# Blowfish algorithm

The Blowfish algorithm is the very first encryption algorithm which is symmetric. It was firstly used as an alternate algorithm for the DES algorithm. It was designed by **Bruce Steiner** in 1993. By symmetric, we mean that the algorithm uses the same key for encryption and decryption of the data. The algorithm is used to protect the sensitive data.

The symmetric encryption technique converts the given data into cipher text. Cipher text refers simply to the coded form of sensitive information generally used to prevent data leakage and for many other security purposes.
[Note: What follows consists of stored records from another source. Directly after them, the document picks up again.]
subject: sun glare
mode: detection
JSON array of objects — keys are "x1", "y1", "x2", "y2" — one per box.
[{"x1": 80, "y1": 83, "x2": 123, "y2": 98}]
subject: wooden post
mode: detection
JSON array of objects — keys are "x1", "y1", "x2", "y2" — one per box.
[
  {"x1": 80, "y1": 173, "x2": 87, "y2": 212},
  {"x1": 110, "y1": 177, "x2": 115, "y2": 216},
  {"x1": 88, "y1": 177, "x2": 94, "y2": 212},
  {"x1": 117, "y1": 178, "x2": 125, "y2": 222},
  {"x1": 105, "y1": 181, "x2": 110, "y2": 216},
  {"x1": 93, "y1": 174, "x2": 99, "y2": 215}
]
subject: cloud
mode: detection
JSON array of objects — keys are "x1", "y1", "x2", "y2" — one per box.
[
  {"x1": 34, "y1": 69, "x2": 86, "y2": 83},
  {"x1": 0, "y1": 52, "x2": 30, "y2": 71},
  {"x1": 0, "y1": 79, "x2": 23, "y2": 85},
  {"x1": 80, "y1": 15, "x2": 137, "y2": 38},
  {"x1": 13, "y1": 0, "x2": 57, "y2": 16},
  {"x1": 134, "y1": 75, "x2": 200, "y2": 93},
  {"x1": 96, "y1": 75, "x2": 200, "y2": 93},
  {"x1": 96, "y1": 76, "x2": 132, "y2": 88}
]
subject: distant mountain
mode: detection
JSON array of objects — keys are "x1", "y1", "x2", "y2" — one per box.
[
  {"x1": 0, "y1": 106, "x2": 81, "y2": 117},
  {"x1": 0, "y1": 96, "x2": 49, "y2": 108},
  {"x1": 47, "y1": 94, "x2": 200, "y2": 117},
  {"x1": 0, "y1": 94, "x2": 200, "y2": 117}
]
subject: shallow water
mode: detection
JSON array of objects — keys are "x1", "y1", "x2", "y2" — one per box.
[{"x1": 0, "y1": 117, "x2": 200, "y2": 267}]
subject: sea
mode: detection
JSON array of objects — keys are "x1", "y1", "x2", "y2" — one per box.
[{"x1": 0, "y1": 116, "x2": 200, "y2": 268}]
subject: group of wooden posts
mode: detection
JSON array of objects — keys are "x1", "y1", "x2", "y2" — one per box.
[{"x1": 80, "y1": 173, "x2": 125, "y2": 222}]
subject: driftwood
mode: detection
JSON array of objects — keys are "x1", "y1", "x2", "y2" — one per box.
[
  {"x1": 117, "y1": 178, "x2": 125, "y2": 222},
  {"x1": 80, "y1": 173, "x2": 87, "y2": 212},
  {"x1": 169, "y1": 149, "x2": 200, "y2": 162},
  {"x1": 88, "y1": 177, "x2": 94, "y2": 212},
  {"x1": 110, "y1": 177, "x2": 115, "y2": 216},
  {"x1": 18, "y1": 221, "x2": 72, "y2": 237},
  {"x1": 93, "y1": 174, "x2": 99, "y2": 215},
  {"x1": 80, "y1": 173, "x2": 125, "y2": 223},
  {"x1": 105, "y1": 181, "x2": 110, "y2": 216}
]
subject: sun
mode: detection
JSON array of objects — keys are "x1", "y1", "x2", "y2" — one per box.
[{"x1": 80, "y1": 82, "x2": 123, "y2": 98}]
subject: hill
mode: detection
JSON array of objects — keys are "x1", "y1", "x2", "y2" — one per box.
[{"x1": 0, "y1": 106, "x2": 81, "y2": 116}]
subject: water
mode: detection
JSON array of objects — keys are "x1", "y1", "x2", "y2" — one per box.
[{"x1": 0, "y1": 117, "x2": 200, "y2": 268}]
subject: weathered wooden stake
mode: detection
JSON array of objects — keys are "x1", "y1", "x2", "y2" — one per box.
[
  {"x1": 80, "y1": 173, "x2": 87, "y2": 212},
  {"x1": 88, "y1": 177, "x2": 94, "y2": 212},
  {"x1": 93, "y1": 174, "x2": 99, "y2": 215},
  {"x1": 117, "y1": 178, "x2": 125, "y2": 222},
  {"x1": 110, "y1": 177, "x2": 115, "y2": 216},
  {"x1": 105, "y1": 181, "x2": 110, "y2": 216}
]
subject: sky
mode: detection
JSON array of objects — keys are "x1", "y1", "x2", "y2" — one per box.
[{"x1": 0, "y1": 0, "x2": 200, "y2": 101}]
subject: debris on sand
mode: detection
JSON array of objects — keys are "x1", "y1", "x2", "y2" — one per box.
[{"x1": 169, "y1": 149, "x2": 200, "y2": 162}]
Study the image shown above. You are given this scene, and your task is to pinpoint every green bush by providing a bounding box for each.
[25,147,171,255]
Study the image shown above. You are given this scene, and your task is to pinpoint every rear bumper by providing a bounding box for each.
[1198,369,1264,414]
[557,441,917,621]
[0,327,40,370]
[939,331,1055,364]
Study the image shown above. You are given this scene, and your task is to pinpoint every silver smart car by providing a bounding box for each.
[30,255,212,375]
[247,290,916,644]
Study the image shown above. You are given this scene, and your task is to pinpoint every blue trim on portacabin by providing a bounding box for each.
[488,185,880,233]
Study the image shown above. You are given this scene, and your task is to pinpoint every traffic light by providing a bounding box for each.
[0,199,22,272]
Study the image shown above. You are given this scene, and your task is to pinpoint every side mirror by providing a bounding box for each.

### Use of Blowfish Algorithm

- The Blowfish algorithm is used today in many products, including password management tools, email interaction tools, and much more.
- Blowfish algorithm is used for DES encryption as it is significantly faster, safer and easier to implement.
- The primary speciality of the Blowfish algorithm is that no practical cryptanalysis has been found till today. In other words, this algorithm has no practical way to decode or understand the data encrypted by this algorithm.
- Cryptanalysis, in simple terms, is the technique to interpret the encrypted data used by usual hackers to barge into any encrypted database.
- Note that blowfish is not like the SHAS12 algorithm as it is not a hashing algorithm.
- Blowfish algorithm is open source and entirely in the public domain with no royalty charges and is more accessible and secure to use.
- Blowfish also follows Feistel structure, and the size of plain text to be encrypted by the blowfish algorithm is usually sixty-four bits.
- The storage required for storing the cipher key is variable (not fixed) but usually varies between 32 to 448 bits. Also, the default value or the size of any cipher key is 120 bit if not specified.

### How are the keys expanded?

The procedure used for the transformation of the original key to sub-keys is explained step by step here in brief:

Your original key is divided into several sub-keys, usually 18. Once they are created, they are stored in the data structure called **p** array and are represented as P0, P1, .....Pn-1, ..., P17 respectively. Like the IDEA algorithm, the keys in the Blowfish algorithm are divided into several **S** boxes. Unlike the DES algorithm, the s-boxes in Blowfish algorithms are derived depending on the original key. In this algorithm, we derive 4 **s** boxes, each of which can hold approximately 512 entries of 32 bits each.

### Steps to expand the original key

The first step for generating keys in the Blowfish algorithm is to initialize the data structures, P-array and S-boxes (substitution boxes). The value in p-array is initialized with the value of pi.

The 2^{nd} and essential step is to fill the p-array. This is done by assigning the value in the follow way to each index in the p array.

```
P0= P0 XOR First 32 BITS OF ORIGINAL KEY.
.
.
Pn= Pn XOR (n=1)th 32 BITS OF ORIGINAL KEY.
.
.
P17= P17 XOR 18th(last) 32 BITS OF ORIGINAL KEY.
```

For example, the value of 1^{st }sub-key P0 would equal the result of XOR between the initial value of P0 and the first 32 bits of the original key.

### Encryption of data by the Blowfish algorithm

The central plain text to be encrypted by the Blowfish algorithm is firstly divided into two parts, and then a total of 16 rounds are performed to encrypt data in the Blowfish algorithm.

**The step-by-step procedure for the encryption is:**

- Divide the plane text into equal parts; left 32 bits and right part, 32 bits.
- Perform XOR operation on the left part with the nth sub-key. The result obtained is applied to a function f. We will look at this function separately for better clarity.
- After applying the function, the output received is passed as an input for XOR with the correct part.
- After performing the second step, the output received after the XOR between left and sub-key is now considered as the right part of the plain text, and similarly, the result from the right part is considered as left. Simply said, the values of the results are swapped.
- Iterate on steps 2, 3, and 4 up to the 16th sub-key (P15).
- After 16 rounds, the swapping of the results is paused, and each of the left and right parts is applied with the 17th and the 18th sub-key.
- The result from the 6th step is your final cipher text.